1. Observe your child to learn when she is really tired. It is important that you help your child get to bed when she is tired, rather than too early or too late.
2. Make a plan. Talk through the bedtime routine before you are in the middle of it. Since everyone is tired by the time bedtime rolls around, it is easier to decide on a plan earlier in the day. Talk together with your spouse to come up with a time, a routine and a way to set limits, if necessary.
3. Create a routine which fits everyone's needs. Bedtime routines can include: bathing, teeth brushing, stories (books and story-telling), songs, cuddling, massage, listening to music, recalling events from the day. This shouldn’t be to long as then it gets dragged out.
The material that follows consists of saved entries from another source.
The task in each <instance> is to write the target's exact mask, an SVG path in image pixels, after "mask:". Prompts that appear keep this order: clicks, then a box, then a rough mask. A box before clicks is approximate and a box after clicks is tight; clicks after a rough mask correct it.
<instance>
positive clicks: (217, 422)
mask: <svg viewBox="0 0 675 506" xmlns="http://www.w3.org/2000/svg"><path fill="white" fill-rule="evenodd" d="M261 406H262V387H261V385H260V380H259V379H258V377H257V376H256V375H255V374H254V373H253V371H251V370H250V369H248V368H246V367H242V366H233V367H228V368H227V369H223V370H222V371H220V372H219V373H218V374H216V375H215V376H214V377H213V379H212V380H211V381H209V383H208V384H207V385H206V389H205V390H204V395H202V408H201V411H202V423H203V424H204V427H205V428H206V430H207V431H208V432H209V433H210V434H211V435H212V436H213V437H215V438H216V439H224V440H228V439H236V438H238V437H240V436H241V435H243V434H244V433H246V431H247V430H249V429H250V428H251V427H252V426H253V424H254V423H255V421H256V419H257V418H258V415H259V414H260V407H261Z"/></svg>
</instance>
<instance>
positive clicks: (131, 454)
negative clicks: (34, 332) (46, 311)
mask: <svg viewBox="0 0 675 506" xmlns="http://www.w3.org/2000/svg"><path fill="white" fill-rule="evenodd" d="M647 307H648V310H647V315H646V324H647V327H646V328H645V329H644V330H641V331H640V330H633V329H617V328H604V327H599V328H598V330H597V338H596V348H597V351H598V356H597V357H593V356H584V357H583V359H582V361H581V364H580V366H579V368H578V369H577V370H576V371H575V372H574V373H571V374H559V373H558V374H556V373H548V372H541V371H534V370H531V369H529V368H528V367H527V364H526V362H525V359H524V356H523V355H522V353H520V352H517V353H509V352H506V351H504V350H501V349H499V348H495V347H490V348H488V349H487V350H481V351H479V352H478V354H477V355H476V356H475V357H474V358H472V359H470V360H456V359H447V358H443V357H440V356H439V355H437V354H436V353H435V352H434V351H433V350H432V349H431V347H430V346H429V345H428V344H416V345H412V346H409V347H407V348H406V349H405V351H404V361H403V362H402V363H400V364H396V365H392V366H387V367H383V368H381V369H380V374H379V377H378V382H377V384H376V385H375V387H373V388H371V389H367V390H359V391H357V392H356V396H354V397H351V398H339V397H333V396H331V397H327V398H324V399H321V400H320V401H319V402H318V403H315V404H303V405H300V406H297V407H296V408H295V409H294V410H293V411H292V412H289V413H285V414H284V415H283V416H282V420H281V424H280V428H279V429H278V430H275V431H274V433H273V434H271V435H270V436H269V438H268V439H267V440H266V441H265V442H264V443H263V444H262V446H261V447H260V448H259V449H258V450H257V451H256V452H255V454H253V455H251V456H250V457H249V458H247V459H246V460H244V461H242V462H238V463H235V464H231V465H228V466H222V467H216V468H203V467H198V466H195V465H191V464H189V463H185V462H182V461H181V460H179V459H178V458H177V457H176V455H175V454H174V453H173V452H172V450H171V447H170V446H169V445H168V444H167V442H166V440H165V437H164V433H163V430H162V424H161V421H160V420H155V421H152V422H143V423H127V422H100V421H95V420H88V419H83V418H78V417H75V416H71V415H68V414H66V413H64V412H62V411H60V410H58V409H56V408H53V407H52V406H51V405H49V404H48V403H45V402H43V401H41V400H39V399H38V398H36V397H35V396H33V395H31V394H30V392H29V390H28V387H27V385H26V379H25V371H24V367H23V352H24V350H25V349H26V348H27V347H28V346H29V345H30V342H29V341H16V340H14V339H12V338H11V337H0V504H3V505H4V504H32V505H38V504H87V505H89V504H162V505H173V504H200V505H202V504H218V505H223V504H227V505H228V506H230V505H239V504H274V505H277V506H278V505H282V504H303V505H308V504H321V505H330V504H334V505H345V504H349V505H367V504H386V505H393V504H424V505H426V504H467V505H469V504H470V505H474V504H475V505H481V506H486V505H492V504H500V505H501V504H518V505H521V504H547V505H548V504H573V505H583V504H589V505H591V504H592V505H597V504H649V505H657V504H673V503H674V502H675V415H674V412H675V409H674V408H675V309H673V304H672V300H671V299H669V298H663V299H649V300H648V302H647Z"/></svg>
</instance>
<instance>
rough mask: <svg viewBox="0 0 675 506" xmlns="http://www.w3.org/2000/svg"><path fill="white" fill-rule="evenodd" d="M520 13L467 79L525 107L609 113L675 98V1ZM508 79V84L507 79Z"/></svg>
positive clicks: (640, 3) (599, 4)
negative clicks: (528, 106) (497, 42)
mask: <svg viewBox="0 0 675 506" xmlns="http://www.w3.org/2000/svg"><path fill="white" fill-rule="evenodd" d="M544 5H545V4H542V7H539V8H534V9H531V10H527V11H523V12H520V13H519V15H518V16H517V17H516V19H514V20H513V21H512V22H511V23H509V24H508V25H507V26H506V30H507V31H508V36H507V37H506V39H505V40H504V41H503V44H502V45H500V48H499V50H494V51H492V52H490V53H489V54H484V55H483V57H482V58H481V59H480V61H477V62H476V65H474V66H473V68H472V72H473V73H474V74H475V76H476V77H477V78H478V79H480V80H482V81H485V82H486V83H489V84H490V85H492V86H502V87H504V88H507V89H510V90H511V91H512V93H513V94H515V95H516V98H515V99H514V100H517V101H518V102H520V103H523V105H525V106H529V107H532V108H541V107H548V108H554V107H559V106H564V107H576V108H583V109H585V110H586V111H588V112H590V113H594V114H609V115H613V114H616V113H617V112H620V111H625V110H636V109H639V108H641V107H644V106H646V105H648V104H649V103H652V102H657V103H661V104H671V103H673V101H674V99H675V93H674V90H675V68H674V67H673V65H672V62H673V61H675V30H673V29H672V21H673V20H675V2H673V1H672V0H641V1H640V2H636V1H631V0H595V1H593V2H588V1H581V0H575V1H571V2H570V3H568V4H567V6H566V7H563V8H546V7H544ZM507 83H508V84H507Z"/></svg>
4. Decide on a plan for follow-through or limit-setting if necessary. Once you have completed your sweet little routine, you child will, no doubt, call for you, cry or get up out of bed. At that point, you need to be clear about how you are going to respond.It is more effective if you stay calm, clear, gentle and quiet. If you keep talking to her, lecturing her, bribing her or getting angry, she may feel compelled to continue the interaction longer as she is getting your attention.
5. Tell your Child the plan. “Once we leave the room, it will be your job to stay in bed and help yourself fall asleep. You can cry or call if you need to. If you get out of bed, we will put you back in bed, because it is your bedtime.”
6. Make time to connect with your child during the day and/or early evening hours. If you feel like you have had enough time with your daughter, it will be easier to be clear about her bedtime and to give her consistent messages that it is time for her to rest.
Hope this helps you get the zzzzzzzzzzz’s you need!!